The Apple of My Eye, Who Didn't Fall Very Far from the Tree

May 23, 2017


The Apple of My Eye, 

Who Didn't Fall Far from the Tree


My beautiful 15-year-old daughter is terrible about cleaning up after herself. I frequently find myself tidying up behind her, loading her crusty dishes into the dishwasher, and sweeping up after her mud-laden forays into the woods near our house.


Tonight, after coming home from work, I wearily put away the garlic-and-herb cheese spread she'd used, closed up the cracker box, swept up the crumbs, and wiped the counter clean. I sat down to read the newspaper. As I turned the pages, my right hand and wrist became coated with what seemed like a fragrant, sticky, white unguent that spread to my sleeves. The knife that she had used to spread the cheese had been tossed onto the newspaper. Big globs of schmear had been camouflaged all over the front section, only to be transferred to whoever tried to handle the pages.
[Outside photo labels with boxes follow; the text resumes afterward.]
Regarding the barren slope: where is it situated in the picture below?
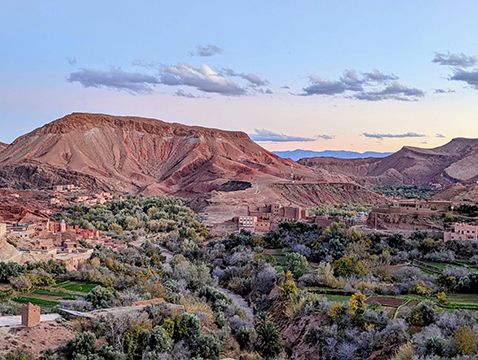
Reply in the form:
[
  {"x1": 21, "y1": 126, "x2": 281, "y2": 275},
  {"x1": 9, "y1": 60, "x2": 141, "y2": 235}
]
[
  {"x1": 299, "y1": 138, "x2": 478, "y2": 186},
  {"x1": 0, "y1": 113, "x2": 322, "y2": 195}
]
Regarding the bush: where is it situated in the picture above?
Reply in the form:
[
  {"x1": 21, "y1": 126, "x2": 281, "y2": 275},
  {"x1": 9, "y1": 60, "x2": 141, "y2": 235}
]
[
  {"x1": 453, "y1": 325, "x2": 478, "y2": 355},
  {"x1": 256, "y1": 322, "x2": 284, "y2": 359},
  {"x1": 192, "y1": 334, "x2": 222, "y2": 360},
  {"x1": 0, "y1": 261, "x2": 26, "y2": 282},
  {"x1": 284, "y1": 253, "x2": 309, "y2": 279},
  {"x1": 349, "y1": 293, "x2": 367, "y2": 315},
  {"x1": 85, "y1": 286, "x2": 115, "y2": 308},
  {"x1": 234, "y1": 326, "x2": 254, "y2": 350},
  {"x1": 279, "y1": 280, "x2": 299, "y2": 297}
]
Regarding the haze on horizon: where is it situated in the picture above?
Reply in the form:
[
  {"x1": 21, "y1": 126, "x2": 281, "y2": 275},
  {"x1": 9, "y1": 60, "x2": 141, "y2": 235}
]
[{"x1": 0, "y1": 0, "x2": 478, "y2": 152}]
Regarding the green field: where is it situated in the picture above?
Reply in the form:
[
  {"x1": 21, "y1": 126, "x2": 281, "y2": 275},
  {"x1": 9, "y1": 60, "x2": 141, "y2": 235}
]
[
  {"x1": 33, "y1": 289, "x2": 79, "y2": 300},
  {"x1": 13, "y1": 296, "x2": 60, "y2": 307},
  {"x1": 324, "y1": 295, "x2": 350, "y2": 303},
  {"x1": 57, "y1": 282, "x2": 98, "y2": 293}
]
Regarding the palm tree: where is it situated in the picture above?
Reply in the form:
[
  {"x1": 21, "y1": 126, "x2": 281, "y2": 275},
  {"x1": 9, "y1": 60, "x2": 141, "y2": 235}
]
[{"x1": 256, "y1": 322, "x2": 284, "y2": 359}]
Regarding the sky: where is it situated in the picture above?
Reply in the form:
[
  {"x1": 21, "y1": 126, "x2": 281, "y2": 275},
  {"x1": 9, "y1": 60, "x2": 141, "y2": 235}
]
[{"x1": 0, "y1": 0, "x2": 478, "y2": 152}]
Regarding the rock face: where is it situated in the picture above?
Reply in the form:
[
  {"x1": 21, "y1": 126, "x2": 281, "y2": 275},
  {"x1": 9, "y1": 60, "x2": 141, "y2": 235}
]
[
  {"x1": 299, "y1": 138, "x2": 478, "y2": 187},
  {"x1": 0, "y1": 113, "x2": 383, "y2": 222},
  {"x1": 431, "y1": 184, "x2": 478, "y2": 205},
  {"x1": 0, "y1": 113, "x2": 326, "y2": 196},
  {"x1": 0, "y1": 141, "x2": 8, "y2": 152}
]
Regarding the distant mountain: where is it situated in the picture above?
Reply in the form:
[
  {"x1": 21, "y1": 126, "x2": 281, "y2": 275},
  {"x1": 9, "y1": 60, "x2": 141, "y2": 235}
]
[
  {"x1": 273, "y1": 149, "x2": 393, "y2": 161},
  {"x1": 299, "y1": 138, "x2": 478, "y2": 187}
]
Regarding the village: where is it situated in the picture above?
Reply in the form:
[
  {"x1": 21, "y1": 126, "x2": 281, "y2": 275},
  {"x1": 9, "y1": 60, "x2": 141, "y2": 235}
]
[{"x1": 0, "y1": 185, "x2": 127, "y2": 270}]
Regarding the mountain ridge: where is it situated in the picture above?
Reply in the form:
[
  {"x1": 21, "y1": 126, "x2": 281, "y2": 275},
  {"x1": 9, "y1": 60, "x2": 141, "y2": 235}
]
[
  {"x1": 298, "y1": 138, "x2": 478, "y2": 187},
  {"x1": 273, "y1": 149, "x2": 393, "y2": 161}
]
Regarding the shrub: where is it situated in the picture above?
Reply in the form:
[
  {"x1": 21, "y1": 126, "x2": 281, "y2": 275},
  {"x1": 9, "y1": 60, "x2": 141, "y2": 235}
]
[
  {"x1": 85, "y1": 286, "x2": 115, "y2": 308},
  {"x1": 150, "y1": 326, "x2": 171, "y2": 353},
  {"x1": 285, "y1": 253, "x2": 309, "y2": 279},
  {"x1": 0, "y1": 261, "x2": 26, "y2": 282},
  {"x1": 349, "y1": 293, "x2": 367, "y2": 315},
  {"x1": 192, "y1": 334, "x2": 222, "y2": 360},
  {"x1": 256, "y1": 322, "x2": 284, "y2": 359},
  {"x1": 234, "y1": 326, "x2": 254, "y2": 350},
  {"x1": 453, "y1": 325, "x2": 478, "y2": 355},
  {"x1": 407, "y1": 300, "x2": 436, "y2": 326},
  {"x1": 279, "y1": 280, "x2": 299, "y2": 297}
]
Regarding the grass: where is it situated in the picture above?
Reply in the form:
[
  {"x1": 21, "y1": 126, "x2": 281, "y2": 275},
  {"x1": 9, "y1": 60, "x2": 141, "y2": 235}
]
[
  {"x1": 13, "y1": 296, "x2": 60, "y2": 307},
  {"x1": 33, "y1": 289, "x2": 79, "y2": 300},
  {"x1": 324, "y1": 295, "x2": 350, "y2": 303},
  {"x1": 57, "y1": 283, "x2": 98, "y2": 293}
]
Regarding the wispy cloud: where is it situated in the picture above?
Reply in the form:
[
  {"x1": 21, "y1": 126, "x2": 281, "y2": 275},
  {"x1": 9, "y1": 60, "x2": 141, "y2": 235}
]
[
  {"x1": 432, "y1": 52, "x2": 477, "y2": 68},
  {"x1": 435, "y1": 89, "x2": 455, "y2": 94},
  {"x1": 362, "y1": 132, "x2": 426, "y2": 140},
  {"x1": 221, "y1": 68, "x2": 270, "y2": 87},
  {"x1": 174, "y1": 89, "x2": 199, "y2": 99},
  {"x1": 160, "y1": 63, "x2": 247, "y2": 96},
  {"x1": 192, "y1": 44, "x2": 224, "y2": 57},
  {"x1": 249, "y1": 129, "x2": 316, "y2": 142},
  {"x1": 68, "y1": 67, "x2": 160, "y2": 94},
  {"x1": 314, "y1": 134, "x2": 335, "y2": 140},
  {"x1": 449, "y1": 69, "x2": 478, "y2": 90},
  {"x1": 300, "y1": 69, "x2": 425, "y2": 101}
]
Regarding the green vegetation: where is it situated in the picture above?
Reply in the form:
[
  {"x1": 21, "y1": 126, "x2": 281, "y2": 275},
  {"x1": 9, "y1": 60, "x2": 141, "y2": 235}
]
[
  {"x1": 57, "y1": 282, "x2": 98, "y2": 293},
  {"x1": 62, "y1": 195, "x2": 207, "y2": 240},
  {"x1": 368, "y1": 185, "x2": 437, "y2": 199},
  {"x1": 13, "y1": 296, "x2": 60, "y2": 307},
  {"x1": 309, "y1": 204, "x2": 372, "y2": 217}
]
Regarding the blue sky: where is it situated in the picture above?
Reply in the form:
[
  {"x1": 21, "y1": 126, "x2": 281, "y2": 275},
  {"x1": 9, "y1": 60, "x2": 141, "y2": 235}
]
[{"x1": 0, "y1": 0, "x2": 478, "y2": 151}]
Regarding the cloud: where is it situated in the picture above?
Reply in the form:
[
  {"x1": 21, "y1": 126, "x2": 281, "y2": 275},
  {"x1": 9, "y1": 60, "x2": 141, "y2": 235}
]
[
  {"x1": 249, "y1": 129, "x2": 315, "y2": 142},
  {"x1": 363, "y1": 69, "x2": 398, "y2": 83},
  {"x1": 67, "y1": 67, "x2": 160, "y2": 94},
  {"x1": 362, "y1": 132, "x2": 426, "y2": 140},
  {"x1": 221, "y1": 68, "x2": 270, "y2": 87},
  {"x1": 174, "y1": 89, "x2": 199, "y2": 99},
  {"x1": 193, "y1": 44, "x2": 224, "y2": 57},
  {"x1": 314, "y1": 134, "x2": 335, "y2": 140},
  {"x1": 302, "y1": 76, "x2": 349, "y2": 96},
  {"x1": 449, "y1": 69, "x2": 478, "y2": 90},
  {"x1": 354, "y1": 81, "x2": 425, "y2": 101},
  {"x1": 160, "y1": 63, "x2": 247, "y2": 96},
  {"x1": 432, "y1": 52, "x2": 477, "y2": 68},
  {"x1": 300, "y1": 69, "x2": 425, "y2": 101}
]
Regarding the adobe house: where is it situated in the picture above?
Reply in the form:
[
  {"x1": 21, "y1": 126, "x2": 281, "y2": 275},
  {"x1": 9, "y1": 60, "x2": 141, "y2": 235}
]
[{"x1": 22, "y1": 303, "x2": 40, "y2": 327}]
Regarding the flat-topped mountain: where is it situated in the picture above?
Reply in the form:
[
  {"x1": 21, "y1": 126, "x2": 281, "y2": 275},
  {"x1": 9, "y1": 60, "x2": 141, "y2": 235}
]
[
  {"x1": 299, "y1": 138, "x2": 478, "y2": 187},
  {"x1": 0, "y1": 113, "x2": 336, "y2": 195}
]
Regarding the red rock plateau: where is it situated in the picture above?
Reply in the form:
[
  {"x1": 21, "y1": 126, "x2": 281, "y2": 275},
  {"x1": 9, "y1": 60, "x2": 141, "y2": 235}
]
[
  {"x1": 431, "y1": 184, "x2": 478, "y2": 205},
  {"x1": 299, "y1": 138, "x2": 478, "y2": 187},
  {"x1": 0, "y1": 113, "x2": 384, "y2": 222}
]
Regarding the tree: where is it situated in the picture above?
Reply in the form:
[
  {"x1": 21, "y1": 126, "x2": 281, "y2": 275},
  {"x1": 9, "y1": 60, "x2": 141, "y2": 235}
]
[
  {"x1": 86, "y1": 286, "x2": 115, "y2": 308},
  {"x1": 285, "y1": 253, "x2": 309, "y2": 279},
  {"x1": 279, "y1": 280, "x2": 299, "y2": 297},
  {"x1": 453, "y1": 325, "x2": 478, "y2": 355},
  {"x1": 256, "y1": 322, "x2": 284, "y2": 359},
  {"x1": 193, "y1": 334, "x2": 222, "y2": 360},
  {"x1": 0, "y1": 261, "x2": 26, "y2": 282},
  {"x1": 59, "y1": 331, "x2": 96, "y2": 360},
  {"x1": 150, "y1": 326, "x2": 171, "y2": 353},
  {"x1": 349, "y1": 293, "x2": 367, "y2": 315}
]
My right hand, wrist, and shirt sleeve were covered in pungent, garlicky camembert. Yuck!


I marched up to her room with the gunky paper and cheese-encrusted knife in tow. She was skyping with her friends.


I stood in the doorway, holding up the newspaper in one hand as evidence, while brandishing the besmirched butter knife in my equally besmirched right hand.


"Yes, Mother??" She asked, in a classic, teenage snarky voice. Her friends paused in their conversation.


"Do you think," I asked her--in an equally obnoxious, long-suffering mother tone of voice--"you could remember to put things AWAY in the future??"


She rolled her eyes. It was a theatrical moment, with her role being performed for the audience of her peers. She was the long-suffering, teen heroine, being pestered by the Nagging Mom. The eye-rolling goaded me beyond belief.


I leapt forward into the room. In a most unexpected, highly dramatic maneuver, I wiped the knife blade onto the skin of her right thigh, once, twice, three times-- spreading three blobs of gooey cheese onto her flesh, while her eyes widened in surprise. 


In utter disbelief, she exclaimed, "You cunt! You cunt! You CUNT!" She scuttled back, crablike, carefully trying not to transfer this semi-liquid cheese from her leg onto her laptop.


My mouth grew tight with a deeply primal satisfaction as I stepped back towards the doorway. She shook her head as she tried to use tissues to wipe up her thigh. 


It was a sublimely ridiculous situation, and we were both aware of playing to an audience. The teen viewers, stunned into a silence for a moment, began to laugh.


My daughter and I looked at each other, and we also began to laugh hysterically. I bowed to her, and took my grimy arm, and dirty knife downstairs to wash off. I could hear excited chatter from the tinny computer speaker; behind me, her door slammed shut in what must have been a very satisfying gesture for her.


In a deeply primal way, I also felt intense satisfaction at how I had handled my grievance. It was utterly childish, intensely immature. And yet, when had rational, traditionally maternal requests to clean up been heeded?


I believed that on some level, she understood that I had meant everything in loving jest. I certainly understood that her epithet of "cunt" had been lovingly meant.


If you'd asked me ten years ago--or even three years ago--if I'd have been laughing hysterically at my daughter's repeatedly calling me a cunt, in front of her friends, while both of us giggled...I'd not have believed it possible.


Did I expect to be the kind of mother who smears garlic cheese spread all over her daughter?? If you'd told me that ten years ago, I might not have believed it, either.


My daughter is fierce and funny and outspoken. She is the perfect daughter for me, and I guess I am the perfect mother for her. 


She is growing up to be a strong woman who knows how to balance play and work, and who is like the glue in her friendship circle. She is helping me find my own balance in life, too.


I love my daughter so much.


***


January 20, 2021 


Postscript: Gradually, over time, she has become the sort of young woman who cleans up her own cheese spread and crackers. We've come through much worse moments, and many of them have been much less funny, and felt much less loving on both sides. 


I still think she is the perfect daughter for me, and I am still full of pride and joy that she is my daughter.